Part 3: Back to Basics.
Featuring: Anthony Norris III and Steven Lot
Lot: Hey, Tony, I’ve got something on my mind.
Norris: [Under his breath] How unusual.
Lot: I think we should pay one more call on Mr. Socrates.
Norris: No; he’s a goat. We’ve wasted enough time on him. He’ll never “listen and obey,” like our sheep do.
Lot: But my conscience is bothering me. I don’t think we gave him a thorough enough witness.
Norris: What do you mean? We spent hours —
Lot: That’s just it. In our first two visits we went into the deep things of God: 1914 and 1919. I think there are maybe one in a hundred baptized Witnesses who clearly understand how we arrive at those dates.

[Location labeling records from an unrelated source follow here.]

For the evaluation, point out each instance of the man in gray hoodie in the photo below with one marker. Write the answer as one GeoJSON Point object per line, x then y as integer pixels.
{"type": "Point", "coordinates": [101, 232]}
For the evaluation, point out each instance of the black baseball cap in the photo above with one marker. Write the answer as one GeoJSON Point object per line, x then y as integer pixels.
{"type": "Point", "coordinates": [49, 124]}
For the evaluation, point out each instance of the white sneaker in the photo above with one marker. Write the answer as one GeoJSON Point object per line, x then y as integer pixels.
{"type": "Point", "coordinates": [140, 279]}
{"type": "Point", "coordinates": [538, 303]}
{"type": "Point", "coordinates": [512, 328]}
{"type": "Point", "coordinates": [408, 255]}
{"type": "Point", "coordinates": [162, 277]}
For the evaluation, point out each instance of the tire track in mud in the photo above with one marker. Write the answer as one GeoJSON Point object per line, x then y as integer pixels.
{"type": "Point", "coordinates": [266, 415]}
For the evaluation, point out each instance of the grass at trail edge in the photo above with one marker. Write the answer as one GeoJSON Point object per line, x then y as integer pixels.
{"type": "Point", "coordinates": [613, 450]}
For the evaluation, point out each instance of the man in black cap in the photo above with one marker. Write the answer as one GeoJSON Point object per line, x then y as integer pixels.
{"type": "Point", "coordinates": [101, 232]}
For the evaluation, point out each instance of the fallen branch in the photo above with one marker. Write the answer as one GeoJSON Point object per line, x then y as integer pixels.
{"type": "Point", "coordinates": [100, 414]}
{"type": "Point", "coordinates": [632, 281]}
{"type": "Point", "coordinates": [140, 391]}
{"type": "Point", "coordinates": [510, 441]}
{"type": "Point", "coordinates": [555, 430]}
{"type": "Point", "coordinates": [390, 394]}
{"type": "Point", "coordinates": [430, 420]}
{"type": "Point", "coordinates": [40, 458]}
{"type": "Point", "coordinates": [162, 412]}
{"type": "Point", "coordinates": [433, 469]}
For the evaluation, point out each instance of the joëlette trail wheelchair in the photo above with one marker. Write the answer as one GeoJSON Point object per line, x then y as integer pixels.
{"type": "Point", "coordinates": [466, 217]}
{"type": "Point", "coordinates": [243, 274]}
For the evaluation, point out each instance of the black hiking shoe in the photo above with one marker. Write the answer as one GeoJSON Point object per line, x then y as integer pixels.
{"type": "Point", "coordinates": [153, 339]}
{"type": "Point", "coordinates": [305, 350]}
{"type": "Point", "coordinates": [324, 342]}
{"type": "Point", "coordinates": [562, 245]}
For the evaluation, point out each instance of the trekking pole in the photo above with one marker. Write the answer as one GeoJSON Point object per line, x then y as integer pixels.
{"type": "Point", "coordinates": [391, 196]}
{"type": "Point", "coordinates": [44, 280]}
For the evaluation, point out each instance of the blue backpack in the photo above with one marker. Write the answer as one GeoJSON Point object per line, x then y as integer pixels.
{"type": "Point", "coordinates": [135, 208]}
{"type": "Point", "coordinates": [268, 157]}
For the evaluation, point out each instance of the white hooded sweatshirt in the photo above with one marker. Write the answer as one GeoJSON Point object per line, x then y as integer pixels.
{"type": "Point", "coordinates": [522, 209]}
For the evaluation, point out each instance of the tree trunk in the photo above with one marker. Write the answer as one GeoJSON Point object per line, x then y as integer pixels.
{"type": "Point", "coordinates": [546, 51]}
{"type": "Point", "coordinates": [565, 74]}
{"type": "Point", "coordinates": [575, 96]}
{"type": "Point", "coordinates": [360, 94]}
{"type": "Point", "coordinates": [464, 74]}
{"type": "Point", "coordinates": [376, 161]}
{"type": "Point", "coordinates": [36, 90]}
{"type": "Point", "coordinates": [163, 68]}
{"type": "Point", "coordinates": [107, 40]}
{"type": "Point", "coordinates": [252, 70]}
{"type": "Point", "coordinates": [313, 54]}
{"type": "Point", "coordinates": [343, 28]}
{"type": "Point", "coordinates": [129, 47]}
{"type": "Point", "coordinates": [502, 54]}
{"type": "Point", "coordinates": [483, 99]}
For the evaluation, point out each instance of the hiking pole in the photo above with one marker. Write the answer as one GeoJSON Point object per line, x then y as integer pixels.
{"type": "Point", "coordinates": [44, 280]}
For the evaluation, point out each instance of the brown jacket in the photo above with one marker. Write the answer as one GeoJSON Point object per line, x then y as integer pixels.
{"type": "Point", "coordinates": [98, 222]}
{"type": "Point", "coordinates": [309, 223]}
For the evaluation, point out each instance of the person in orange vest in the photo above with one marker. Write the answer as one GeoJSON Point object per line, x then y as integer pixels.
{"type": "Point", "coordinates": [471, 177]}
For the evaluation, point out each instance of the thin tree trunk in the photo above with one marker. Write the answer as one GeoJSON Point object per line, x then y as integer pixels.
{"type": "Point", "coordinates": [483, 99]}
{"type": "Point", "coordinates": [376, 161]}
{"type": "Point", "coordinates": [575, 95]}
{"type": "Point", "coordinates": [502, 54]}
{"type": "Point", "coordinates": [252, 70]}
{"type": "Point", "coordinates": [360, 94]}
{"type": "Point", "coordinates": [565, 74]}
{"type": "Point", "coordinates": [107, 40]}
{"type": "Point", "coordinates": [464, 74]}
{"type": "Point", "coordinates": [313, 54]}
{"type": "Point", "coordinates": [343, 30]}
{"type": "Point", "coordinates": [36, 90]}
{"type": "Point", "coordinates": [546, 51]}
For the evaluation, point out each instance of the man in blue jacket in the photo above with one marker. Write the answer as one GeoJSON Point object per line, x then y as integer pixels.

Norris: More like one in a million for the 1919 date.
Lot: Yeah. But here we were boring an interested person with all those details! We should’ve just started with the basics: go back to the beginning: Adam’s sin, and Jehovah’s loving provision for forgiving mankind: the ransom sacrifice. For lots of Witnesses that’s really all they know and believe in; the rest they either ignore or put up with while waiting for new light.
Norris: Very well, let’s go see him. At least we can count our time. I’m a little short on hours this month.
Socrates: Gentlemen! So happy to see you again. I shan’t offer you anything to drink this time, knowing your penchant for refusing while “on duty.”
Norris: Quite right.
Lot: We wanted to get back to you because we got somewhat sidetracked in our previous visits. You seemed to confuse us with the Catholics. Let me assure you, we are nothing like them! They have all these mysteries that their followers must accept on their say-so. But our religion uses clear-cut logic, and is built on the backbone of common-sense.
Norris: We don’t ask anyone to ever believe anything that doesn’t make sense.
Lot: That’s right. And we want to prove this to you today by sharing the good news of God’s Kingdom with you.
Socrates: You mean heaven?
Lot: Not just heaven; that’s only one part of God’s Kingdom.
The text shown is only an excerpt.